LifeMD generated $46.87M in Q4 revenue, up 4% year-over-year, while gross margin expanded significantly to 87%. The company reported net income of $19.94M largely driven by discontinued operations related to the WorkSimpli sale, while the core telehealth business continued scaling with subscriber growth.

Corbus Pharmaceuticals reported a net loss of $20.6 million for Q4 2025 as it ramped up clinical development for its oncology and obesity pipelines. The company successfully extended its cash runway into 2028 following a $75 million public offering and reported positive early-stage data for its lead candidates CRB-701 and CRB-913.

MacroGenics generated significant collaboration and manufacturing revenue in Q4 2025, leading to positive operating income and net income following losses earlier in the year. The quarter reflected milestone and collaboration payments as well as increased contract manufacturing activity.

Eltek reported a revenue increase of 23% in Q4 2025 to $13.2 million, but faced a net loss of $0.3 million due to operational challenges from manufacturing upgrades and significant currency headwinds.
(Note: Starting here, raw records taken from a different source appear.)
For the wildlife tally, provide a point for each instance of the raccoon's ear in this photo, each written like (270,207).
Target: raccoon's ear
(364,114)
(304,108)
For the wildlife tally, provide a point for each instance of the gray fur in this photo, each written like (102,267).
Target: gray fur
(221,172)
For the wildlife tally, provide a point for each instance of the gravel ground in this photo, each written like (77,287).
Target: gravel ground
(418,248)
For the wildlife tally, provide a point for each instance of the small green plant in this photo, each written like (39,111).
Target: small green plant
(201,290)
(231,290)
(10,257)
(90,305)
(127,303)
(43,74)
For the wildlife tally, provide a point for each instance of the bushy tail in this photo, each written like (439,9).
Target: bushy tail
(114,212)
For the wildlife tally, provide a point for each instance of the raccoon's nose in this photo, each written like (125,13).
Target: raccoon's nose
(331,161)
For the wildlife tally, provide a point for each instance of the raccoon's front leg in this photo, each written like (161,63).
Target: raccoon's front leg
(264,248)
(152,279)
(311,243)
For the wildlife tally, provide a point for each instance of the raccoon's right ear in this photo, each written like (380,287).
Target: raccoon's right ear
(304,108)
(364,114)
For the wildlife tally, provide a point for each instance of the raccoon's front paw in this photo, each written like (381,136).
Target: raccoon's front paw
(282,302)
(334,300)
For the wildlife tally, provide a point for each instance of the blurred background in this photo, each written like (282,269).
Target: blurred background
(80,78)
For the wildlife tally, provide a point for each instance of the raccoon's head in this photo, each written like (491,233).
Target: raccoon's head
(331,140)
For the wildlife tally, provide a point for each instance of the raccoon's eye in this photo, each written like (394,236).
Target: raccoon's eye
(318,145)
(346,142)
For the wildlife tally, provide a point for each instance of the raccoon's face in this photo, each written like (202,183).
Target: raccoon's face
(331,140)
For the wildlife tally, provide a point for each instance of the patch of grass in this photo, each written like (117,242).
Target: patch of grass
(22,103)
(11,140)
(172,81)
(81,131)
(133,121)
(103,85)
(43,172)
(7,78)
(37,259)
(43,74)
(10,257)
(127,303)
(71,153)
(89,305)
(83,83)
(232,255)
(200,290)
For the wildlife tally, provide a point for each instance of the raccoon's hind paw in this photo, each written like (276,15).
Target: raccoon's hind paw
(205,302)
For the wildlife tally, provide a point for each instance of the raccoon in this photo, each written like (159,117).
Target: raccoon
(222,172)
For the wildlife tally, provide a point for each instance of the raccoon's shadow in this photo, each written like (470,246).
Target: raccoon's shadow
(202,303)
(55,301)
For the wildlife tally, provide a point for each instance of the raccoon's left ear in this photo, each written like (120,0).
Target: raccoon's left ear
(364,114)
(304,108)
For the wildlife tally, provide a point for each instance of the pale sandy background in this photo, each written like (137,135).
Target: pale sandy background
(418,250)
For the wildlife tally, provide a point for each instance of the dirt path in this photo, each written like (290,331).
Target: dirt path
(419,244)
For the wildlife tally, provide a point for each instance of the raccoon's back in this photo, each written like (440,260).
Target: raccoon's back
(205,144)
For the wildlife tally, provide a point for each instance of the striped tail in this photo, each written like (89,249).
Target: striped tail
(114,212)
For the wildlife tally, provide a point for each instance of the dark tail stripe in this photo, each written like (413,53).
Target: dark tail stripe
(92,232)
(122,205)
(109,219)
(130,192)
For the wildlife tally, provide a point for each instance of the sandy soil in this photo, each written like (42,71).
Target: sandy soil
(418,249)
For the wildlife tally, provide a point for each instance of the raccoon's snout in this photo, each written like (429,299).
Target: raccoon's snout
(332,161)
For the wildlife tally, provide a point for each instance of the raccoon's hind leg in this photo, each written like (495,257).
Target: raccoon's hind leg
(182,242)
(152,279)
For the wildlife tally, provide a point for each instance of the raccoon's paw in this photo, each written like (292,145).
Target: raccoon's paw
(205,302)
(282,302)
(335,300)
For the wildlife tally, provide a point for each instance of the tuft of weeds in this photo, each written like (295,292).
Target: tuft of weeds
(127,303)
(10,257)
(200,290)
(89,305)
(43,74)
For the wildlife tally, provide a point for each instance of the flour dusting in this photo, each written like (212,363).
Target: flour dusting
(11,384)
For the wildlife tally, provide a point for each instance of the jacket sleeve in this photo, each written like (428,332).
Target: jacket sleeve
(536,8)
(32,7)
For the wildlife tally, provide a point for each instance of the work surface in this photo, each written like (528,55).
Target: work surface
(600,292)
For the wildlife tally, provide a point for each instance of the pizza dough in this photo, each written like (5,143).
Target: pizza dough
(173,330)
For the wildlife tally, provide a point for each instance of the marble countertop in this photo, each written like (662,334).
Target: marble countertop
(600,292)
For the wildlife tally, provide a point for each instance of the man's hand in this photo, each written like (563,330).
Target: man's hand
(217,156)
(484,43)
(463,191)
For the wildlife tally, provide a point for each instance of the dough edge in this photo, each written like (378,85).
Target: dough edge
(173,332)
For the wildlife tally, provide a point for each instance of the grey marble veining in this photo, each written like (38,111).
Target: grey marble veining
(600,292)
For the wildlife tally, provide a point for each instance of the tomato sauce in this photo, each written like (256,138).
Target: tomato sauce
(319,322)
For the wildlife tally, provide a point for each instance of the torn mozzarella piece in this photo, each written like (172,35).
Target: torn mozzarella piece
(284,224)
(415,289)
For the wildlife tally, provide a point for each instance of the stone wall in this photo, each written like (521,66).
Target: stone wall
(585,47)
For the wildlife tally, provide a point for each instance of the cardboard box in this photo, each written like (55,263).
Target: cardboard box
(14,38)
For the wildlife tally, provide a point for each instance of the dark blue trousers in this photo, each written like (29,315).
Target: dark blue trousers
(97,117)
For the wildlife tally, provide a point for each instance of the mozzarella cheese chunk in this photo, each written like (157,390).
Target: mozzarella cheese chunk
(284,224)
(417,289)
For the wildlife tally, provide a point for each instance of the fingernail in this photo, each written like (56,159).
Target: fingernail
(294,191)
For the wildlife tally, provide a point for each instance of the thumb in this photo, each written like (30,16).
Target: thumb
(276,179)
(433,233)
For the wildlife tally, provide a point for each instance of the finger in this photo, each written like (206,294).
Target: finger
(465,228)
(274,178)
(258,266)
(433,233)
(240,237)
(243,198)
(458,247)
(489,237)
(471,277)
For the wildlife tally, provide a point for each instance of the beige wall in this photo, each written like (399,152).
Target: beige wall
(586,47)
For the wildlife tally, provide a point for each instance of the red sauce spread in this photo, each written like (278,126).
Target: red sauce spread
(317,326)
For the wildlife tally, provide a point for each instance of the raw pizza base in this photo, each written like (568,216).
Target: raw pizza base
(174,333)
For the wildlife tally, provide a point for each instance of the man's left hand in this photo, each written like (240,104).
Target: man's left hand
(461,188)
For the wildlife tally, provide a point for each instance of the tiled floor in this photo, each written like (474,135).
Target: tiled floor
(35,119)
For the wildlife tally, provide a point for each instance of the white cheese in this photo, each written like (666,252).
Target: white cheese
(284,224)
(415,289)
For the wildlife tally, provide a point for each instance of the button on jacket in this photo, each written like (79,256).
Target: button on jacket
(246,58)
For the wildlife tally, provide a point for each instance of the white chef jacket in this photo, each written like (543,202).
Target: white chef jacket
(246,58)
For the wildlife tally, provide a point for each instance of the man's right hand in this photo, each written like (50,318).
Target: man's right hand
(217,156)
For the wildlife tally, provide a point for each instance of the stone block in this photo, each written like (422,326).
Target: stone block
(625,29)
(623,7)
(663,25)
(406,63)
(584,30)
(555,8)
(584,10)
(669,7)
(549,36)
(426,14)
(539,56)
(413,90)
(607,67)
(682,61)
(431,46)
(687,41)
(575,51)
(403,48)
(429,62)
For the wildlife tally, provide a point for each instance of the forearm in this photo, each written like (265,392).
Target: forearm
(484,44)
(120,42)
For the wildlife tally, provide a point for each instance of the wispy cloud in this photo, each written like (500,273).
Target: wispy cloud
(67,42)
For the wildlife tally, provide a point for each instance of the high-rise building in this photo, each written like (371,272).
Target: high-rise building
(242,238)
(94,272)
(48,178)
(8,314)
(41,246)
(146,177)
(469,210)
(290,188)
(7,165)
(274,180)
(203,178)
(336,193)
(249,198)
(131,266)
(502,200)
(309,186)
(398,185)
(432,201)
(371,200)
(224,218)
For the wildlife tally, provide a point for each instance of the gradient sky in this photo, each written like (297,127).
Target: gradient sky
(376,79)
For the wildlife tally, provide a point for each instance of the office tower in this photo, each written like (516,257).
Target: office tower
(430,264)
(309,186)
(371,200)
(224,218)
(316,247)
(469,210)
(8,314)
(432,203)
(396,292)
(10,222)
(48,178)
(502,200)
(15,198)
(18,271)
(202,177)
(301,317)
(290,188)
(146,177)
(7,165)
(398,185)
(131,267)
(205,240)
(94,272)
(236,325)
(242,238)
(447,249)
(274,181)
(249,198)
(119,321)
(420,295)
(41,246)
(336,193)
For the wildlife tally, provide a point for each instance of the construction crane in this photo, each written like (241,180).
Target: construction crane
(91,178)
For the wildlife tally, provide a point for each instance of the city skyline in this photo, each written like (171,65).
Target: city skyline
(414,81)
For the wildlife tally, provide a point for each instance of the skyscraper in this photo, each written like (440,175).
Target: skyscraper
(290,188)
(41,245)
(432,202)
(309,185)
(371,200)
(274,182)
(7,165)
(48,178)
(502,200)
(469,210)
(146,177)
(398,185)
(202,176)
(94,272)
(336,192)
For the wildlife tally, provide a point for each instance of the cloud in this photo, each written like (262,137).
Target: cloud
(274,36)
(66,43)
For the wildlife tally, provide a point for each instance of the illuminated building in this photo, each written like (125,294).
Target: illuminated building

The company is undergoing a strategic transformation, investing in new plating lines and infrastructure to target high-growth defense and medical sectors.

Myomo reported a 6% decrease in Q4 revenue to $11.4 million, primarily due to lower unit volume and average selling prices. Despite the quarterly decline, the company achieved record full-year revenue and is shifting its strategy toward recurring patient sources and O&P channels to improve margins and reduce customer acquisition costs in 2026.